The NARB and the National Advertising Division (NAD) are divisions of the BBB National Programs. T-Mobile had challenged AT&T’s marketing claims, bringing its complaint to the NAD.
At the heart of the issue was AT&T’s use of the label “5G Evolution” to describe souped up 4G LTE. The company tried to further clarify/muddy the issue by calling it “The First Step in 5G.” In fact a blog post in 2018 by Andre Fuetsch, president of AT&T Labs and Chief Technology Officer, is filled with back-and-forth marketing speak to give the impression that “5G Evolution” is 5G, without actually crossing the line and saying something that would be a blatant lie.
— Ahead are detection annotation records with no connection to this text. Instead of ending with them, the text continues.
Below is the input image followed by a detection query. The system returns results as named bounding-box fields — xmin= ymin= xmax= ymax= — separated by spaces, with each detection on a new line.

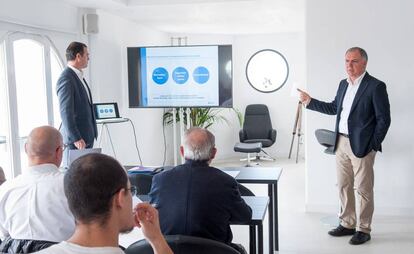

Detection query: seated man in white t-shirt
xmin=0 ymin=126 xmax=75 ymax=253
xmin=35 ymin=154 xmax=172 ymax=254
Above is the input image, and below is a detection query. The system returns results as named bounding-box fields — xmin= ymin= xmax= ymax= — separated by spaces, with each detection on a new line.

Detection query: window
xmin=0 ymin=33 xmax=62 ymax=179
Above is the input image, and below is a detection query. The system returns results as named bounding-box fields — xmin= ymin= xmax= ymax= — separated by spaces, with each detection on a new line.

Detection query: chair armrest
xmin=239 ymin=129 xmax=246 ymax=143
xmin=269 ymin=129 xmax=277 ymax=143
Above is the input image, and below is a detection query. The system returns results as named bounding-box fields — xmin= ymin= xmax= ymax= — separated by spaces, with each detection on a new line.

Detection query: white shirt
xmin=36 ymin=241 xmax=125 ymax=254
xmin=68 ymin=64 xmax=91 ymax=103
xmin=0 ymin=164 xmax=75 ymax=242
xmin=339 ymin=71 xmax=366 ymax=134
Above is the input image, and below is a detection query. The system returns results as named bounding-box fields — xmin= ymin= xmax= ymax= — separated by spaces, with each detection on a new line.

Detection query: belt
xmin=339 ymin=133 xmax=349 ymax=138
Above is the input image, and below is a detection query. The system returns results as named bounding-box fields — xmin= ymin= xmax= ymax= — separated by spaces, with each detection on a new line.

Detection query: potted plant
xmin=163 ymin=108 xmax=243 ymax=129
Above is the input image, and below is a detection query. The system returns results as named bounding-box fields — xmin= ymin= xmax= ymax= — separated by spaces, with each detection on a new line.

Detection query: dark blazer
xmin=56 ymin=67 xmax=98 ymax=147
xmin=307 ymin=72 xmax=391 ymax=158
xmin=149 ymin=160 xmax=252 ymax=244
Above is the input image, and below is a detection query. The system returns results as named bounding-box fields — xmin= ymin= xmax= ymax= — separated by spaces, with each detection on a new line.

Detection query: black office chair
xmin=239 ymin=104 xmax=277 ymax=160
xmin=128 ymin=174 xmax=153 ymax=195
xmin=125 ymin=235 xmax=240 ymax=254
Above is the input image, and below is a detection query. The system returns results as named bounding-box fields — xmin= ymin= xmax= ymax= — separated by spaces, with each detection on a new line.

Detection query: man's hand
xmin=73 ymin=139 xmax=86 ymax=150
xmin=134 ymin=203 xmax=173 ymax=254
xmin=297 ymin=88 xmax=312 ymax=106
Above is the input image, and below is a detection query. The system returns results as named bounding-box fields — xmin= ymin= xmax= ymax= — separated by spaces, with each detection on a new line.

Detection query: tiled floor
xmin=120 ymin=159 xmax=414 ymax=254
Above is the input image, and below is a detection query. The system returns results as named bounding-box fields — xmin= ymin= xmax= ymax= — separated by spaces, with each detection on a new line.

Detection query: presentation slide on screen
xmin=140 ymin=46 xmax=219 ymax=107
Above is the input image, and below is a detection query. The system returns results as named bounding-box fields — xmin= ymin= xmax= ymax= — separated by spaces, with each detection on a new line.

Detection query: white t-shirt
xmin=0 ymin=164 xmax=75 ymax=242
xmin=36 ymin=241 xmax=125 ymax=254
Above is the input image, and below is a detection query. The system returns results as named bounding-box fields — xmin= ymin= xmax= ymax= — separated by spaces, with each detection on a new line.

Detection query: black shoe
xmin=349 ymin=231 xmax=371 ymax=245
xmin=328 ymin=225 xmax=355 ymax=236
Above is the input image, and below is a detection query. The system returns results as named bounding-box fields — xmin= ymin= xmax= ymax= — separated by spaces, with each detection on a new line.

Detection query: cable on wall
xmin=125 ymin=118 xmax=142 ymax=166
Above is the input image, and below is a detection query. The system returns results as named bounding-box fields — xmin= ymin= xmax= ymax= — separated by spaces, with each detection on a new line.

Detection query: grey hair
xmin=183 ymin=127 xmax=216 ymax=161
xmin=345 ymin=47 xmax=368 ymax=61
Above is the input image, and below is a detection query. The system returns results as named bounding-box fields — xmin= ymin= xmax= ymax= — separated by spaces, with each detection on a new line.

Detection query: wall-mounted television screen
xmin=128 ymin=45 xmax=233 ymax=108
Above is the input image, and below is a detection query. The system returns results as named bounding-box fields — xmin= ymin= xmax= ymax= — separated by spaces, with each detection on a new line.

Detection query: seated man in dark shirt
xmin=149 ymin=128 xmax=252 ymax=252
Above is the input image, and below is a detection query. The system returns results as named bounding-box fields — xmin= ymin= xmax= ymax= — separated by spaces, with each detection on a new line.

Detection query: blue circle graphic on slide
xmin=152 ymin=67 xmax=168 ymax=85
xmin=173 ymin=67 xmax=188 ymax=84
xmin=193 ymin=66 xmax=210 ymax=84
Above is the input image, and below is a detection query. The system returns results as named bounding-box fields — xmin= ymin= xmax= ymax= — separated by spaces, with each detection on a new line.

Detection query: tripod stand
xmin=289 ymin=101 xmax=302 ymax=163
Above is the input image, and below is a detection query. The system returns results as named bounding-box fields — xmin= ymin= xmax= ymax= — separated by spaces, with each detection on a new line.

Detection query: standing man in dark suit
xmin=149 ymin=128 xmax=252 ymax=253
xmin=56 ymin=42 xmax=98 ymax=149
xmin=299 ymin=47 xmax=391 ymax=245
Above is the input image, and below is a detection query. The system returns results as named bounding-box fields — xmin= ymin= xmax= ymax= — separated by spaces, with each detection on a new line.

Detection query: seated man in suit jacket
xmin=149 ymin=128 xmax=252 ymax=252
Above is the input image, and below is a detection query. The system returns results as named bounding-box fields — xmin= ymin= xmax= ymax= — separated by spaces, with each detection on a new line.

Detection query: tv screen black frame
xmin=127 ymin=44 xmax=233 ymax=108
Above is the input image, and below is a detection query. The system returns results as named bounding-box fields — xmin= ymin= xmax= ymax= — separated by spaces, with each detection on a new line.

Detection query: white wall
xmin=168 ymin=32 xmax=305 ymax=160
xmin=0 ymin=0 xmax=169 ymax=165
xmin=306 ymin=0 xmax=414 ymax=215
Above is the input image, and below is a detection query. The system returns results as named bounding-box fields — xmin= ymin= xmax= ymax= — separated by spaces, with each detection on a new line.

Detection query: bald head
xmin=182 ymin=127 xmax=216 ymax=161
xmin=25 ymin=126 xmax=63 ymax=166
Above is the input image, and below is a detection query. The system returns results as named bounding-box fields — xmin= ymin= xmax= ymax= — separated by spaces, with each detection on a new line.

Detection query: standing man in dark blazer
xmin=299 ymin=47 xmax=391 ymax=245
xmin=149 ymin=128 xmax=252 ymax=253
xmin=56 ymin=42 xmax=98 ymax=149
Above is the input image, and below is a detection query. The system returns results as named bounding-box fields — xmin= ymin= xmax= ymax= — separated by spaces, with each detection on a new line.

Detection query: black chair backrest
xmin=315 ymin=129 xmax=336 ymax=154
xmin=243 ymin=104 xmax=273 ymax=139
xmin=128 ymin=174 xmax=152 ymax=195
xmin=125 ymin=235 xmax=240 ymax=254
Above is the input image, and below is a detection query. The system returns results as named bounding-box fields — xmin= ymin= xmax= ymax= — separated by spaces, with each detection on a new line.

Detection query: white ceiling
xmin=62 ymin=0 xmax=305 ymax=34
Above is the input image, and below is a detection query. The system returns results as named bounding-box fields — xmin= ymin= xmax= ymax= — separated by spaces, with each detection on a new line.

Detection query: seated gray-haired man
xmin=0 ymin=126 xmax=75 ymax=253
xmin=149 ymin=128 xmax=252 ymax=253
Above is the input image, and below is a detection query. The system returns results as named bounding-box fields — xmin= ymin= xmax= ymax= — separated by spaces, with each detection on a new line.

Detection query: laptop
xmin=67 ymin=148 xmax=102 ymax=166
xmin=93 ymin=102 xmax=127 ymax=123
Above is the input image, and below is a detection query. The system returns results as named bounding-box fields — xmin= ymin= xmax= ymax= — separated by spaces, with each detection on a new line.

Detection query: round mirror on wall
xmin=246 ymin=49 xmax=289 ymax=93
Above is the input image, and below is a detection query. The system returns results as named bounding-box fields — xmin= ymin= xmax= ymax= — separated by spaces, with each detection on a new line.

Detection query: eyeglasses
xmin=111 ymin=185 xmax=138 ymax=196
xmin=126 ymin=185 xmax=138 ymax=197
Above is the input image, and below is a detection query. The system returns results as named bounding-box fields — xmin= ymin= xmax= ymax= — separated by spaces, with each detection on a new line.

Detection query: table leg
xmin=257 ymin=224 xmax=263 ymax=254
xmin=273 ymin=183 xmax=279 ymax=251
xmin=267 ymin=184 xmax=274 ymax=254
xmin=249 ymin=225 xmax=256 ymax=254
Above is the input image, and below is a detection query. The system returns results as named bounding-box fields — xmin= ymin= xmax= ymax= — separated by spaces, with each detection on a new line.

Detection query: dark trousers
xmin=0 ymin=236 xmax=57 ymax=254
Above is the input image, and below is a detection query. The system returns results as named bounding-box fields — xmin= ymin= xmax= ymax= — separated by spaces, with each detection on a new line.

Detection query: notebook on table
xmin=93 ymin=102 xmax=127 ymax=123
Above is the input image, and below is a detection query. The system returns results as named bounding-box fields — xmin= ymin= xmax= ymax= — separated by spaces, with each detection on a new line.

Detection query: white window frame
xmin=4 ymin=32 xmax=64 ymax=177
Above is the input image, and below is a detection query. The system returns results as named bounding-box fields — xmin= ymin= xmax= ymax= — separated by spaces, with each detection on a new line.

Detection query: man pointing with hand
xmin=298 ymin=47 xmax=391 ymax=245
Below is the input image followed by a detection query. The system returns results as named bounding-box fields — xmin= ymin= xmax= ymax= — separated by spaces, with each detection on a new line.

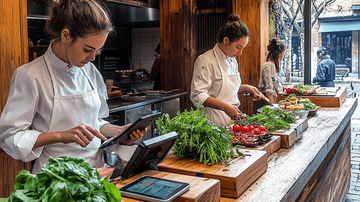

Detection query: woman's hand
xmin=97 ymin=167 xmax=115 ymax=181
xmin=59 ymin=124 xmax=106 ymax=147
xmin=224 ymin=104 xmax=241 ymax=120
xmin=124 ymin=126 xmax=150 ymax=144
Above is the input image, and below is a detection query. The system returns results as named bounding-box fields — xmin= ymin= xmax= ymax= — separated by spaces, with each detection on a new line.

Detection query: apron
xmin=32 ymin=56 xmax=104 ymax=174
xmin=204 ymin=50 xmax=241 ymax=126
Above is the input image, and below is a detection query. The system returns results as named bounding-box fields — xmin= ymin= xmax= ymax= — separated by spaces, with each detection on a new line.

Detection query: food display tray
xmin=158 ymin=148 xmax=268 ymax=198
xmin=280 ymin=87 xmax=347 ymax=107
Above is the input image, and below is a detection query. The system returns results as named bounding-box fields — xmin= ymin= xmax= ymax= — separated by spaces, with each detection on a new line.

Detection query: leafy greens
xmin=156 ymin=103 xmax=234 ymax=165
xmin=0 ymin=157 xmax=121 ymax=202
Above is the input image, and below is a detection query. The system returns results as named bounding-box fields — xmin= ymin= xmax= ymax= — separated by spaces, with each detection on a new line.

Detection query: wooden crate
xmin=272 ymin=119 xmax=308 ymax=148
xmin=158 ymin=148 xmax=268 ymax=197
xmin=281 ymin=87 xmax=347 ymax=107
xmin=114 ymin=170 xmax=220 ymax=202
xmin=245 ymin=135 xmax=281 ymax=156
For example, Fuetsch writes: “We’re laying the 5G network foundation with 5G Evolution and LTE-LAA. In technology terms, that means we’re upgrading cell towers with LTE Advanced features like 256 QAM, 4×4 MIMO, and 3-way carrier aggregation. These technologies serve as the runway to 5G by boosting the existing LTE network and priming it for the future of connectivity. We can enable faster speeds now, and upgrade to 5G when it’s ready.”
As can be seen by that paragraph, Fuetsch practically writes himself into the verbal equivalent of a pretzel in an effort to tout “5G Evolution” as 5G; all the while technically acknowledging it’s really 4G LTE; all while, at the same time, pointing out it’s the runway to 5G.
Unfortunately, this kind of semantic gymnastics is nothing new for AT&T. In 2019, the company agreed to a $60 million settlement over misleading claims it made about its unlimited data plans. Similarly, in 2014, the company settled to the tune of $105 million for deceptive billing practices.
In this latest instance, the NAD had recommended AT&T stop using the branding, a decision that the wireless carrier appealed to the NARB. In its decision the NARB has upheld the NAB’s previous decision:
Agreeing with NAD’s findings and recommendations, the NARB panel determined that both claims will mislead reasonable consumers into believing that AT&T is offering a 5G network and recommended that the claims be discontinued. At NAD and on appeal, it was not disputed that the AT&T network is not a 5G network. The NARB Panel agreed with NAD’s analysis and concluded that the term “Evolution” is not likely to alert consumers to the fact that the service is not 5G. The Panel noted that the current prevalent technology in wireless is 4G LTE, and LTE stands for “evolution.” Thus, consumers may well interpret “Evolution” in the challenged claims as signifying that AT&T’s technology has already evolved into 5G.
Further, the Panel agreed with NAD’s conclusion that the addition of “The First Step in 5G” does not cure the concern that consumers could reasonably take away the message that beginning 5G technology is delivered. The Panel noted that a reasonable consumer could conclude that the reference to “The First Step to 5G” was the advertiser’s way of promoting a 5G network, while promising an even more robust 5G network at a later time, especially since the slogan is being used in conjunction with “5G Evolution.”
To no one’s surprise, AT&T disagreed with the findings, but has indicated it will comply with them.